The letter produced little public sign of action. However, Wells Fargo disclosed in an August regulatory filing that the Consumer Financial Protection Bureau, the federal regulator that joined other authorities to sock the bank with $185 million in penalties last September over the accounts scandal, is now investigating the mortgage-fee charges.
The consumer bureau declined to comment, and Wells Fargo spokesman Tom Goyda said the bank could not discuss the investigation.
However, Goyda said Wells Fargo has worked with an outside law firm during recent months on a review of the bank’s mortgage-fee procedures. Changes in the senior leadership of the bank’s retail sales team announced in June, including three managers’ departures, were based in part on things learned during the review, said Goyda.
Separately a USA TODAY review of complaints filed with the consumer agency found Wells Fargo customers in at least nine states have raised similar concerns about the bank’s mortgage fees.
Muniz’s lawsuit focuses on interest rate-locks Wells Fargo typically offers for up to 90 days while home mortgage applications are processed. If missing paperwork or other borrower-caused issues delay the mortgage closing beyond the specified time period, the borrower is charged a fee to extend the time. If the bank caused the delay, it is expected to forgo the fee.
The fee costs typically can range between .125% and .25% of the mortgage amount, depending on the type of loan. For a $200,000 mortgage, that could amount to a $250 customer payment.
Muniz’s lawsuit charged that Wells Fargo in July agreed to lock in a 5.875% interest rate on a 30-year fixed-rate mortgage during the closing process for his home loan. Nonetheless, the bank charged him a $287.50 fee to extend the rate lock period last month when the mortgage processing bogged down amid “bank-caused delays,” the lawsuit alleged.
“At that point, Mr. Muniz had no choice but to accept the fee to timely complete the closing, or he risked losing the home,” the lawsuit charged. “He had already invested hundreds of dollars in closing-related costs such as the home inspection.”

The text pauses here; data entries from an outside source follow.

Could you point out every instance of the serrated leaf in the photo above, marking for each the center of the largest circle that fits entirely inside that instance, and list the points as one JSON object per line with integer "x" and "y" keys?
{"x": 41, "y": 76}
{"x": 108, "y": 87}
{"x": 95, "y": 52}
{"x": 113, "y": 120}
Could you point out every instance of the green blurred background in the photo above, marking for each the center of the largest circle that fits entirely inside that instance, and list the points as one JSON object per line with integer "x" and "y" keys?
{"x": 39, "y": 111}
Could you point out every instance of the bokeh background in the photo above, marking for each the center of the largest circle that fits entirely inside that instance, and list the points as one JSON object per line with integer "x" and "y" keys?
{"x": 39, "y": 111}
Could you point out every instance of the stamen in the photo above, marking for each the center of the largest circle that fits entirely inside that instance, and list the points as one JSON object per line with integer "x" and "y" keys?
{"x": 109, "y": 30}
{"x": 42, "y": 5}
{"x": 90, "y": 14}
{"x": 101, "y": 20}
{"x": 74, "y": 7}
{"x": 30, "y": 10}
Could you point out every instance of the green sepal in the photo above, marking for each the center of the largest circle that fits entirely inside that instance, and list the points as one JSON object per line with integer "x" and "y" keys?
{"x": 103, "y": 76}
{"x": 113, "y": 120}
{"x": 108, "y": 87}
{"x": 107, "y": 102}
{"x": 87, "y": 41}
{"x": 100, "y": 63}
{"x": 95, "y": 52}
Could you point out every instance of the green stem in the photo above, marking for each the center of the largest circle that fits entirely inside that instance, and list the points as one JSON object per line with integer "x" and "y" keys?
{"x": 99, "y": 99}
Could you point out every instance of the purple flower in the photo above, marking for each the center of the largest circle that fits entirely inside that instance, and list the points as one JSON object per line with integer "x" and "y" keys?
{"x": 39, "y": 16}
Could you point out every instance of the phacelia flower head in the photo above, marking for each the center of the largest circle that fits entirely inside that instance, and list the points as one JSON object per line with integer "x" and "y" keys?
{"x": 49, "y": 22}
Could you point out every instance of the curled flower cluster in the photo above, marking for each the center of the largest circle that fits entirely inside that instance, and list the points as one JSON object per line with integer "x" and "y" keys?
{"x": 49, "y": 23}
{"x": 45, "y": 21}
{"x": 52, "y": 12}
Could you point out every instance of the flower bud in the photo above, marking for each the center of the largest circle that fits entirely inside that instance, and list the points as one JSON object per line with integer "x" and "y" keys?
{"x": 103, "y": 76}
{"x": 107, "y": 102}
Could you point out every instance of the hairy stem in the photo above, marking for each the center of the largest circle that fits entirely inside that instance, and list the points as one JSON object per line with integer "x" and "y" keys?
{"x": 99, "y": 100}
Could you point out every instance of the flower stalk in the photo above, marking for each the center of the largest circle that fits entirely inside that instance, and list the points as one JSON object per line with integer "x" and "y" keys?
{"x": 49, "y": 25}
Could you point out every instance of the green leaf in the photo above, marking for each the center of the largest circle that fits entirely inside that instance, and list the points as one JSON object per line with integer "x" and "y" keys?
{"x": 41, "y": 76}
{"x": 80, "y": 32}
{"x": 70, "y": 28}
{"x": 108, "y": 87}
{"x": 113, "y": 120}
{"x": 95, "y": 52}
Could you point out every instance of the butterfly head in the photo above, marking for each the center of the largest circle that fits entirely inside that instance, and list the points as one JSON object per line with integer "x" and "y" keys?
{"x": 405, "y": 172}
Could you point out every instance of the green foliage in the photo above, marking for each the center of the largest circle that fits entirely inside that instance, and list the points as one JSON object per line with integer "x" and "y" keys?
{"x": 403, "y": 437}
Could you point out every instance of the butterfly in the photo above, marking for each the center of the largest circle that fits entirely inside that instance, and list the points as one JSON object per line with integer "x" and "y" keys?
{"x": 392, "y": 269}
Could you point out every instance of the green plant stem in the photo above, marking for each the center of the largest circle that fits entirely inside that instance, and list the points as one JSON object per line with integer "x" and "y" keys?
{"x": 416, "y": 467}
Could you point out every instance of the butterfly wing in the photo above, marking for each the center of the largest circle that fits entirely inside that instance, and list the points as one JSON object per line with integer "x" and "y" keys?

Many other Wells Fargo home borrowers faced similar problems.
Chavez’s letter alleged that new financial regulations, and Wells Fargo processing changes and employee firings from 2012 through 2015 caused “a gradually increasing standstill and backlog of mortgage loan applications within the underwriting and loan closing process.”
Although some delays were caused by borrowers, the bank was responsible for “the vast majority of delays,” the Chavez letter said.
Trying to avoid having to absorb extra costs caused by such delays, the bank “systematically and wrongly” shifted the blame to borrowers, forcing mortgage customers to pay the fees, the letter alleged.
Chavez’s account was echoed in a July 2017 lawsuit filed by Mauricio Alaniz, a mortgage consultant who formerly worked with Wells Fargo’s Beverly Hills office. Alaniz alleged he told bank managers that paperwork for some of his customers was falsified by a Wells Fargo mortgage processor to make it appear that the borrowers were responsible for delays that were actually the bank’s fault.
The Wells Fargo managers said the customers “would have to be charged for a rate lock extension,” the lawsuit alleged.
Wells Fargo declined to comment on the Muniz and Alaniz lawsuits, Goyda said.
Borrowers across the country have made similar allegations against Wells Fargo, USA TODAY’s review of Consumer Financial Protection Bureau anonymized complaint data found:
- A Michigan customer complained in 2015 that the bank’s extension fees “coincidentally happen to coincide with time sensitive occurrences such as [home] appraisals … thus resulting in the consumer being pressured to agree to the rate locks or risk starting the loan process over again.”
- A New Jersey mortgage borrower last year said the bank promised to waive rate-lock extension fees but imposed a $3,800 charge just before the closing. “I could either go to closing or they would have to cancel the entire deal,” the borrower wrote.
- “I felt forced in the last minute to pay a rate lock extension of ($810) because the appraiser selected by the bank (Wells Fargo) took almost 2 months to provide the appraisal,” an Oregon customer complained in 2016.
- After many bank-caused delays, a Virginia borrower last year complained that “we now have a letter from them with over ($7,000) in rate lock extension fees and still no anticipated settlement date.”